As Lawmakers Review Occupational Licenses, The Buckeye Institute Identifies 63 Licenses Ohio Should Eliminate or ReformNov 09, 2021
Columbus, OH – As the Ohio House State and Local Government Committee continues its review of Ohio occupational licenses, The Buckeye Institute issued a new policy brief, Opening Doors II: Occupational Licensing Reform in Ohio After Senate Bill 255, where it identified 63 licenses that the state should eliminate or reform to make Ohio more economically competitive and make it easier for people to earn a living.

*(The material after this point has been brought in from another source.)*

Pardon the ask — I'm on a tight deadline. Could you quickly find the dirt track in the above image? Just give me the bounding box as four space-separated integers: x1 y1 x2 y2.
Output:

“Ohio continues to address its bureaucratic and frequently arbitrary system of occupational licensing requirements that burden workers, job seekers, households, and employers,” said Greg R. Lawson, a research fellow at The Buckeye Institute and author of Opening Doors II. “To assist lawmakers in their work, The Buckeye Institute has examined the same licenses being reviewed by the Ohio House and has identified 63 licenses that should be eliminated or reformed to make Ohio more economically competitive and to end the ‘permission-slip’ policies that make it difficult for people to earn a living.”
In its review of the same licenses that are currently being reviewed by the Ohio House State and Local Government Committee, The Buckeye Institute identified 40 license or certification requirements that should be eliminated (see list below) and another 23 requirements (see policy brief for list) that should be modified to align them with requirements imposed in neighboring states—Indiana, Kentucky, Michigan, Pennsylvania, and West Virginia.
This review is required under the Buckeye-championed policies in Senate Bill 255, which, among other things, requires all licensing boards be renewed at least once every six years or they will automatically expire.